# Update on 10gal nano



## NewFishFiend (Feb 21, 2013)

You guys will not believe my progression. The tank, so far is doin amazing! Nevermind the abundance of corraline that i cant get off the front glass ( how did i get so lucky to have corraline within 3 months of starting). Im loving this hobby!


----------



## willow (Sep 9, 2006)

looking great.
what will you do about the front glass ?


----------



## badxgillen (Aug 20, 2010)

Is that a black percula I see?


----------



## NewFishFiend (Feb 21, 2013)

Yes that is a black percula. His name is percy, but my 2 year old insists on calling him "emo" lol. As far as the coralline goes, ill let it grow and then scrape it when u cant see much else lol. Im a pretty big fan of letting things just kind of handle themselves. I dont get bent out of shape about the different types of things growing in my tank unless i know its detrimental ( aka aiptasia). Most of it is self limiting and i find the different seaweeds ( for lack of different terms) keeps my nitrates and phosphates at 0 and my corals happy.


----------



## wake49 (Jul 2, 2008)

I always used a Mag-Float glass cleaner and dragged it across the glass religiously to stop the growth of coraline. Otherwise, when it gets to the state that it is in your tank, I use a razor or hard plastic scraper.


----------



## bunnysaur (Oct 8, 2013)

Could I get a little more background info on this tank (filter, lighting, etc)? If there's a thread about reef tanks this tiny, could someone direct me to it? I'm about to have an open 10gal aquarium and I've always thought about doing something like this.


----------



## badxgillen (Aug 20, 2010)

Post up a thread of your own and get some ideas and recommendations from the rest of the gang. I love nice nanos :-D


----------



## NewFishFiend (Feb 21, 2013)

bunnysaur said:


> Could I get a little more background info on this tank (filter, lighting, etc)? If there's a thread about reef tanks this tiny, could someone direct me to it? I'm about to have an open 10gal aquarium and I've always thought about doing something like this.
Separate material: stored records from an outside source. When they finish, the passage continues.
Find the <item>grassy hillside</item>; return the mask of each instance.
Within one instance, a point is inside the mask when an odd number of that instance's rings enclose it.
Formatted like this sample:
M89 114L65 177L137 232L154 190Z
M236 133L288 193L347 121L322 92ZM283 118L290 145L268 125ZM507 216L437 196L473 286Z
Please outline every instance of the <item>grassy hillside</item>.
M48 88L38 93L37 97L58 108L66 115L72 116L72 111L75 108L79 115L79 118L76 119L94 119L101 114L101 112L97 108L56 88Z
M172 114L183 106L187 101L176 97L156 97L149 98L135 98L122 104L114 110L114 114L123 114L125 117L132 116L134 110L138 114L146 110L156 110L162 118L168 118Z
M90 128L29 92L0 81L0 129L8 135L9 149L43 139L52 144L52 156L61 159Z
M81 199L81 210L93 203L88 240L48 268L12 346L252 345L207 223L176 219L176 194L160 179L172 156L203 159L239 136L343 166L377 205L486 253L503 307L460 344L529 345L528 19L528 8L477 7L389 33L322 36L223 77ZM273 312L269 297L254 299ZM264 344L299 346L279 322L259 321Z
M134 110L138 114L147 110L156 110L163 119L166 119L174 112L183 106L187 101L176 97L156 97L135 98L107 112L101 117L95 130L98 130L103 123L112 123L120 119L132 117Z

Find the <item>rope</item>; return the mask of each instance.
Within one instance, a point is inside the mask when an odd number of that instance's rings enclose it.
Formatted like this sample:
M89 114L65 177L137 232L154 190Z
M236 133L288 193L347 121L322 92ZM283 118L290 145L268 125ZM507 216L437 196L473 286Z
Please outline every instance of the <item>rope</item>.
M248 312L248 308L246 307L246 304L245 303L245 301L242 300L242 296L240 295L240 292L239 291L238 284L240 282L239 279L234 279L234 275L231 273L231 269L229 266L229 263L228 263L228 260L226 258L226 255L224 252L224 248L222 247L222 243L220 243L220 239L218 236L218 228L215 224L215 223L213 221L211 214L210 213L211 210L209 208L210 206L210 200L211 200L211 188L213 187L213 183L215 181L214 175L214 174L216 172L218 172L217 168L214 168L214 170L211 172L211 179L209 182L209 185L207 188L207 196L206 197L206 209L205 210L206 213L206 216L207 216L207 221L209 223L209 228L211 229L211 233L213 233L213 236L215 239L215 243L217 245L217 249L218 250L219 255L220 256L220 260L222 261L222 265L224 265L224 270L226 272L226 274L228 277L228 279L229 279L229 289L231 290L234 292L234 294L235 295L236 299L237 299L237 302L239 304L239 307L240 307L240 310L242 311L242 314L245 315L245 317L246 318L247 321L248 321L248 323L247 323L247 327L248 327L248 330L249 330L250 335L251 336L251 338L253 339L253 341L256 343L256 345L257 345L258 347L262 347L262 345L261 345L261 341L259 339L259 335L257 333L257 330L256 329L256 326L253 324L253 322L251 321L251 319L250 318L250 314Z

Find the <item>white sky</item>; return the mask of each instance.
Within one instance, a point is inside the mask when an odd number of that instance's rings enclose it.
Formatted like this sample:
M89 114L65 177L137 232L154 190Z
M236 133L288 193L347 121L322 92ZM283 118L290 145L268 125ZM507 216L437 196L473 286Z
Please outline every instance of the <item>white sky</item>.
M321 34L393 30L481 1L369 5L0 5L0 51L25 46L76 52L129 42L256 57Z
Dang, i just saw this! Here's the deal with this tank: i started with 9.5lbs of live rock, 20lbs of live sand, have a hob skimmer, use t5ho lighting with some LED accents ( all my corals are growing nicely under these), have 3 powerheads ( i started with 2 but noticed a dead spot that started getting cyano so i place another ph, prolly overkill but so what), and use a cobalt heater. I used fluval salt mix and mix my own salt up using ro/di water. I do a 1-2 gallon water change weekly. Still end up dosing calcium and sometimes alk because my corals use soooo much. My duncan seems to grow a new head daily. I also use a jbj auto topoff. The thing with nanos is that if u arent religious and meticulous with ur tank care, it can quickly crash on u. U wouldnt believe how much evaporation takes place daily! That's why i ended up buying the ato. Even small amounts of evap can cause dangerous salinity shifts. I love my nano tank tho. I will warn u, smaller does not equal cheaper.


----------



## NewFishFiend (Feb 21, 2013)

Oh, here's a shot of the tank today. I was given a bird's nest from my lfs to see if i could sustain sps corals. Its at the very top of the tank. I now have a duncan, candy cane, 2 zoa colonies, gsp, birds nest, christmas favia, and ricordaea florida. All are doing well. Currently im battling some bryopsis that had tried desperately to overtake my candy cane. Ive been trying out the increased mag levels to kill the bryopsis. Only on the 3rd day of that.


----------



## badxgillen (Aug 20, 2010)

What color of birds nest did you get? Good old bryopsis,I have some in a tank of mine.I need a sea hare.


----------



## NewFishFiend (Feb 21, 2013)

It's yellow. U can see it at the very top of the large piece of live rock


----------



## Chesh (Feb 17, 2012)

I found it right away! Ish CUTE! Apart from that, I have no idea what you guys are talking about >.< but I'm excited to see the progress on this cool (small!) salty tank! Subbing in to see more as time goes by Best of luck with it, and keep posting! ^_^


----------



## dramaqueen (Jul 7, 2008)

Beautiful tank!!


----------



## NewFishFiend (Feb 21, 2013)

Okay, i dont wanna count my chickens before they hatch but ive had the mag levels at 1700 for about a week or more now, AND bought 2 peppermint shrimp and 10 hermits in a desparate attempt to deal with the bryopsis. It appears to be working. Vast improvement, but not out of the woods. Posting some updating pics.


----------



## Chesh (Feb 17, 2012)

Nice shot, and three cheers for vast improvements! Peppermint shrimp are very cool looking critters - perfect time of year for the addition of these little candy-cane babies! <3
I hope the new creatures fare well, and your bryopsis issues resolve quickly (even if I'm not 100% clear what exactly a 'bryopsis issue' is! ~.^)!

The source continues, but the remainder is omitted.